Chitra Ramaswamy 

‘A wrong move means instant death’: how to power your home with a hacked car battery

You need $20,000, plenty of time – and an iron nerve. But is ripping up a Tesla car and adapting its battery the future of cheap, sustainable home power?
  
  

Jason Hughes with one of his Tesla batteries.
Jason Hughes with one of his Tesla batteries. Photograph: Bloomberg via Getty Images Photograph: /Bloomberg via Getty Images

In a small garage in suburban New Jersey, a man has hacked an electric car battery. And used it not, as you might imagine, to solve the energy crisis or time-travel a DeLorean back to 1955 … but to power his own home. Employing nothing more than a battery the size of a single mattress, some unfathomable technological wizardry, a year of his time and $20,000, Jason Hughes has managed to store energy from his solar-power system, meaning he can blow-dry his hair, charge his mobile phone, and stick the kettle on after Better Call Saul, all thanks to an out of whack Tesla Model S.

It may sound like a more extreme way to go off-grid than putting your name down for an allotment but batteries are having their moment in the sun. (Not the actual sun; that would make them explode.) Tech giants, startups and hackers are all doing their bit to jumpstart the humble battery’s fortunes and transform the way we use and store energy at a global level.

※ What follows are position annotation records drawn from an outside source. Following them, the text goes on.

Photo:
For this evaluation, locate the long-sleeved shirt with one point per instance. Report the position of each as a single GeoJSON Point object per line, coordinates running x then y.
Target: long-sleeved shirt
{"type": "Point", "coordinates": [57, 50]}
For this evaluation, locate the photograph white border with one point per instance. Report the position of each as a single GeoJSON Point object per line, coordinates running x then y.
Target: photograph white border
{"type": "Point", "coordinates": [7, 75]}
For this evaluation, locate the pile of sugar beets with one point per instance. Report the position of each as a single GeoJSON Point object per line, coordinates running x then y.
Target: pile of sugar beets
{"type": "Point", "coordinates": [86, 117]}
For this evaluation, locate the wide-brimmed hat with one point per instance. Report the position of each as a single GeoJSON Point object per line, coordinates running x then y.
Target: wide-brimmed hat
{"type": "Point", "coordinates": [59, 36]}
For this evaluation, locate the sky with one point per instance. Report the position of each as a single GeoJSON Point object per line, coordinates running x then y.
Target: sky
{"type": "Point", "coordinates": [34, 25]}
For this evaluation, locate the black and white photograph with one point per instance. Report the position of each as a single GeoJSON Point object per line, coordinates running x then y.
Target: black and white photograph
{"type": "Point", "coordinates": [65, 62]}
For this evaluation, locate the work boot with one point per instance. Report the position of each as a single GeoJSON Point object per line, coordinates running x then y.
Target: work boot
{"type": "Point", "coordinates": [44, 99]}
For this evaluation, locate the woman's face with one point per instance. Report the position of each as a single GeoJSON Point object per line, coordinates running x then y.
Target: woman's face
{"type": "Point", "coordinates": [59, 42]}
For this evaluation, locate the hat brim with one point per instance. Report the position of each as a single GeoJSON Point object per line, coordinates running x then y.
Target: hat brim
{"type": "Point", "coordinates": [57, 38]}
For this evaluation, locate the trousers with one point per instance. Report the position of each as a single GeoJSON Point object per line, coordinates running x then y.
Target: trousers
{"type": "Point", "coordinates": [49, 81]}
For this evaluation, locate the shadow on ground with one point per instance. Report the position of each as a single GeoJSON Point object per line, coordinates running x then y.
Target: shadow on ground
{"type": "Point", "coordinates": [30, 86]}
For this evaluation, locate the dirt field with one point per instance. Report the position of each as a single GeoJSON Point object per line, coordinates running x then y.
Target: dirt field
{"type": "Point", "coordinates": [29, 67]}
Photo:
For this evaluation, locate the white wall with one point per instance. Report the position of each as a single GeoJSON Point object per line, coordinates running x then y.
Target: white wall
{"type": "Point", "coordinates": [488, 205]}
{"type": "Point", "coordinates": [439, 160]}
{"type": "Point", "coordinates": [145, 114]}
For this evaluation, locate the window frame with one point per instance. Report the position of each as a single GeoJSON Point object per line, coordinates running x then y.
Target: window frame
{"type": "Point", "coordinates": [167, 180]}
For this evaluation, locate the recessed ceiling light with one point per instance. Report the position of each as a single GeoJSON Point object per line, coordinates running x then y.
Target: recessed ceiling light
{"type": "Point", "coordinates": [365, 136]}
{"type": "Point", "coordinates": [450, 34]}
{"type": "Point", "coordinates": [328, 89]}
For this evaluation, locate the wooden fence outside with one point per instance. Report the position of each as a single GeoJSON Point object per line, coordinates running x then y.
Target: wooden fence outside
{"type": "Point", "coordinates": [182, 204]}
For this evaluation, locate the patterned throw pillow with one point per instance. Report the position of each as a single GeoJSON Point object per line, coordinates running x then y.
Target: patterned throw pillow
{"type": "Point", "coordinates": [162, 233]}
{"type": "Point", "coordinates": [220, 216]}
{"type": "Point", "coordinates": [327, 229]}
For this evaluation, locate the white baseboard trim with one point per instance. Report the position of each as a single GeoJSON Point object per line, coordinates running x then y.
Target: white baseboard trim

The electric car company Tesla, with investment from Panasonic, is behind the world’s first Gigafactory, a $5bn powerhouse in the Nevada desert set to open in 2020 and dedicated to doubling the world’s production of lithium-ion batteries. These are the batteries that power mobile phones and electric cars and haven’t evolved much since their invention in 1991 by Sony. The aim is to mass produce them just as Henry Ford did with automobiles, halving battery prices by 2020. Just think. “Range anxiety” (the fear electric car drivers experience, knowing they will soon need to recharge), the rage that comes with needing to charge your mobile phone more regularly than you feed yourself and the confusion over whether we should keep laptops plugged in during use or not – all this could be relegated to the past.

So how easy is it to hack a car battery? Not very. A slew of boring time-lapse YouTube videos in which you can watch a man take a battery apart – slowly, meticulously, and incomprehensibly – reveal you would have more luck trying to fashion a flux capacitor out of a pair of tights. On the website hackaday.com, a Tesla battery hacker, when asked about the difficulties of tearing down the pack, replied that “a wrong move … could mean instant death”. Best not try.

Chances are we won’t need to anyway. Earlier this year Tesla’s chief executive Elon Musk confirmed the company was also working on a battery pack for the home which should go into production within the next six months. Capable of storing energy from solar or wind, the battery could be the missing link between renewable energy and your average homeowner who is never going to end up on Grand Designs but wouldn’t mind going a bit more off-grid. Though prices aren’t yet known, many believe the new technology will save on utility bills. And until the future arrives, we’ll always have the Tesla Model S.